Why are baby doctors and hospitals in that situation? There are three primary reasons. First, the statute of limitations (the time you have to sue) is often much longer for birth issues than for other issues. The injured party usually has two or three years from the time the injury is discovered to file a complaint. But if the injured party is a minor (such as newborn) that clock doesn't start ticking until they are 18. The doctor could be sued two decades after the delivery for a birth injury. Second, delivering a baby is risky, even with a healthy mother and baby. Women and babies die in childbirth every day even with the very best medical attention available. Birth is the hardest thing most human bodies ever do. Systems pushed to the edge sometimes break. That's just reality. 
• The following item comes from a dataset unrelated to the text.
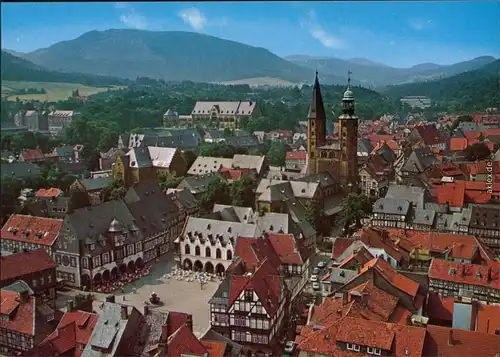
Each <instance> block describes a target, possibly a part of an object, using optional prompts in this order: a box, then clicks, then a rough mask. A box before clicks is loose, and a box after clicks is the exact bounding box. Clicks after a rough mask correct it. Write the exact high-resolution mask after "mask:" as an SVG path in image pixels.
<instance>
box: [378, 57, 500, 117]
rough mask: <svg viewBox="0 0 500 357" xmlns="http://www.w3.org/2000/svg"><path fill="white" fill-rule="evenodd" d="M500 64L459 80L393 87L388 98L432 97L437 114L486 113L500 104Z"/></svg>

A thing called "wrongful birth" is the third, ugliest, reason. The existence of abortion has created a pot of gold for lawyers representing parents who claim they would have aborted if they had known they were going to deliver a sick or disabled child. Sometimes, they even represent those children. A doctor can be sued, often for the entire cost of caring for a special needs child, if they might have predicted that outcome and didn't or if they downplayed the possibility. The court system has cast doctors as the gatekeepers in a eugenic dystopia where only the physically perfect should be allowed to be born. A nightmare that grows as genetic components are identified to more and more conditions. Can a child who inherits a gene making them more likely to develop cancer or suffer from depression sue the doctor who delivered them? Someday, they might. 

I hope, if you've read this far, that you want to change this. That this is not the sort of care you would want as an expecting parent or the situation under which you want your OB to operate. Fortunately, there are things that can be done to change two out of three of these issues. There is no such thing as a wrongful birth. The law needs to acknowledge that. Write your congressmen, especially at the state level. While you're at it, demand legislation that distinguishes between malpractice and chance. Sometimes, the doctor does everything right and someone dies anyway. Sometimes the doctor makes a very human mistake. As long as doctors are human, this will happen. Holding a doctor liable for millions in either of those situations just drives people out of medicine. It doesn't make for better doctors or better patient care. If a doctor is grossly negligent or committing actual malpractice, he should be charged by the criminal justice system. Tort reform along these lines would literally save lives every day. 

If you're pregnant, don't assume that every OB will consider your child as much their patient as you are. Most of them won't. Find a pro-life obstetrician. Your local pregnancy center probably knows who they are and they'll be happy to tell you. Look for a Guiding Star clinic or a catholic hospital. If you cannot find a pro-life OB, be upfront with your doctor before those tests start coming up. Most importantly, if your doctor tells you that the ultrasound or other screening shows something horrific, take it with a grain of salt. Take it with a whole block of salt. Prenatal diagnosis is not an exact science. Most doctors will treat any fetal health test result that is outside normal limits as a 100% positive sign of the worst possible scenario. That's just not accurate. It's hard enough to diagnose many diseases in an adult who you can see and touch, who can tell you where it hurts and answer your questions. Imagine trying to diagnose someone from nothing but an ultrasound and some blood work. Sometimes they get it right. But a lot of the time, they get it wrong. 

Lastly, remember that no diagnosis is a life story. A fetus who does have a heart problem or down syndrome or may not live long is still a human being. Every second of their life is precious. Every struggle they will face is part of the universal human condition. Every one of them was knitted together by a loving Father in His image. Every one has a purpose.